If common sense is a myth, then there are practical changes in how we see the world once we stop believing the myth.  Here are a few examples of how we will need to look at the world differently.

  1. We cannot expect people to behave according to an innate system of morality. If a person or group of people has not been taught how to behave according to one set of beliefs over another, then their frame of reference is going to be different than those who have had this instruction. We are likely to be as ignorant of their upbringing as they are of ours.
  2. Thus, we cannot assume people know better. While it may be difficult to think outside of our own worldview, it is necessary to understand that most people think differently than we do. We cannot judge that a person is doing something wrong with full knowledge of their misdeed and purposeful disregard for how they should behave.
  3. We do not need to adopt moral relativity to be sensitive to the worldviews of other people. We are not lowering the standard of truth, but raising the level of our love for people. We are choosing to live with the understanding that we live in a fallen world. The normal condition of the world is to be separate from God and all that that entails. The Good New isn’t that the world is a mess, but that Jesus is the Way, the Truth, and the Life.

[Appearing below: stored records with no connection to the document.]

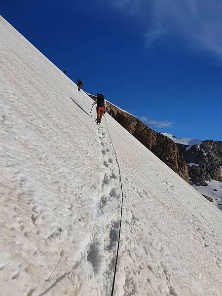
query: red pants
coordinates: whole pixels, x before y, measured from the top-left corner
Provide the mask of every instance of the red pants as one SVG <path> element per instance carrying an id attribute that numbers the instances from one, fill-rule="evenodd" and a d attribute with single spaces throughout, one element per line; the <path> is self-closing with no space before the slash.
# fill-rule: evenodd
<path id="1" fill-rule="evenodd" d="M 106 107 L 104 106 L 102 107 L 98 107 L 96 108 L 96 111 L 97 112 L 97 118 L 96 119 L 96 121 L 97 122 L 99 122 L 100 123 L 102 120 L 102 117 L 103 117 L 103 115 L 104 114 L 105 111 L 106 110 Z"/>

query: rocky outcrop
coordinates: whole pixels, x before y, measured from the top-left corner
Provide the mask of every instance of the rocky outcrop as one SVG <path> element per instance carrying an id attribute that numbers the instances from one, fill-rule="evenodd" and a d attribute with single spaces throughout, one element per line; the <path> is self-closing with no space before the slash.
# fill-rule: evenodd
<path id="1" fill-rule="evenodd" d="M 214 202 L 214 200 L 213 199 L 213 198 L 212 197 L 210 197 L 210 196 L 208 196 L 207 195 L 205 195 L 204 194 L 201 194 L 202 195 L 203 195 L 203 196 L 204 196 L 204 197 L 207 199 L 207 200 L 209 200 L 209 201 L 210 201 L 210 202 Z"/>
<path id="2" fill-rule="evenodd" d="M 93 99 L 93 96 L 90 95 Z M 157 133 L 142 121 L 107 102 L 107 111 L 147 148 L 188 182 L 188 168 L 177 145 L 167 137 Z"/>
<path id="3" fill-rule="evenodd" d="M 191 184 L 206 186 L 205 181 L 222 182 L 222 142 L 212 140 L 193 145 L 186 151 L 185 145 L 177 144 L 189 166 Z"/>

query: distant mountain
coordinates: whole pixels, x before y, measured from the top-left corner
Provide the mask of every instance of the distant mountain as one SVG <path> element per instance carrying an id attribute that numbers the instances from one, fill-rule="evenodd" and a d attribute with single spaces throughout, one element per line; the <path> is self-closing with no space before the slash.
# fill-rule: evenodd
<path id="1" fill-rule="evenodd" d="M 93 99 L 95 97 L 88 94 Z M 158 133 L 110 102 L 108 112 L 146 147 L 222 210 L 222 142 Z"/>
<path id="2" fill-rule="evenodd" d="M 162 133 L 176 143 L 188 166 L 191 185 L 222 210 L 222 142 L 180 139 Z"/>
<path id="3" fill-rule="evenodd" d="M 93 100 L 95 99 L 96 97 L 93 95 L 88 95 Z M 107 110 L 116 121 L 147 148 L 185 181 L 189 182 L 188 167 L 176 144 L 168 137 L 155 132 L 134 115 L 109 102 Z"/>

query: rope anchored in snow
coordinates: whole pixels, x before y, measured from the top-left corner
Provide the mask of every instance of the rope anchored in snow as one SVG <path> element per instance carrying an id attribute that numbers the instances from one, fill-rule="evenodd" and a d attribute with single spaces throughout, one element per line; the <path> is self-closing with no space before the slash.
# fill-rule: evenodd
<path id="1" fill-rule="evenodd" d="M 115 159 L 116 160 L 116 162 L 117 162 L 117 164 L 118 165 L 118 167 L 119 168 L 119 182 L 120 182 L 120 183 L 121 190 L 121 192 L 122 192 L 122 200 L 121 200 L 121 214 L 120 214 L 120 223 L 119 223 L 119 237 L 118 237 L 118 238 L 117 249 L 117 251 L 116 251 L 116 259 L 115 259 L 115 268 L 114 268 L 114 275 L 113 275 L 113 281 L 112 281 L 112 291 L 111 291 L 111 296 L 113 296 L 113 292 L 114 292 L 114 285 L 115 285 L 115 276 L 116 276 L 116 269 L 117 269 L 117 261 L 118 261 L 118 255 L 119 255 L 119 244 L 120 244 L 120 241 L 121 225 L 121 223 L 122 223 L 122 209 L 123 209 L 123 188 L 122 188 L 122 179 L 121 179 L 121 178 L 120 167 L 119 166 L 119 162 L 118 161 L 118 158 L 117 158 L 117 154 L 116 154 L 116 152 L 115 151 L 115 148 L 114 148 L 114 146 L 113 146 L 113 144 L 112 143 L 112 140 L 111 140 L 111 136 L 110 135 L 110 131 L 109 130 L 108 126 L 107 125 L 107 120 L 106 119 L 106 117 L 104 116 L 104 118 L 105 118 L 105 120 L 106 125 L 107 126 L 107 131 L 108 132 L 108 135 L 109 135 L 109 136 L 110 137 L 110 141 L 111 141 L 111 145 L 112 146 L 112 148 L 113 148 L 114 152 L 115 155 Z"/>

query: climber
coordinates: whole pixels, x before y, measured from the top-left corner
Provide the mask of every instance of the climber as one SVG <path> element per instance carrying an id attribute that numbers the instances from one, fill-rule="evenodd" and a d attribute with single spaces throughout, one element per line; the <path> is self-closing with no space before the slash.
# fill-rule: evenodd
<path id="1" fill-rule="evenodd" d="M 81 87 L 83 87 L 83 84 L 80 79 L 77 79 L 77 86 L 78 87 L 78 91 L 80 91 Z"/>
<path id="2" fill-rule="evenodd" d="M 106 109 L 107 108 L 107 101 L 105 99 L 104 95 L 103 94 L 97 94 L 97 97 L 96 101 L 93 103 L 93 106 L 97 105 L 96 111 L 97 112 L 97 118 L 96 118 L 96 123 L 97 124 L 100 124 L 101 123 L 103 115 L 106 113 Z"/>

  4. It’s important not to underestimate the impact of the Bible in America. Since common sense is a misnomer, we can see more clearly all the occurrences of biblical behavior in movies, television, business, and daily life. When we think it common sense, we ignore its presence and lament its loss. However, when we realize that these things are not products of secularism, but remnants of Christianity, we can see just how much the Bible is still shaping our world.
  5. We are free to reproduce ourselves. We can now see the need to teach what we know about how to live daily life. Everything becomes something worth teaching to sustain future generations. The possibilities are endless in what knowledge we can convey that will benefit people for generations.
  6. We can stop being angry and offended. Now that we assume people don’t know better or have some spiritual blockage affecting their ability to manage themselves properly we can have compassion instead of offense. People are not trying to ruin society; they are just trying to live the only way they know how. For example, instead of seeing Miley Cyrus as someone trying to corrupt the youth of America, see her as a young lady trapped in her own bondage and living that out publicly. Changing our perspective doesn’t absolve people of their behavior, but it does allow love to trump offense.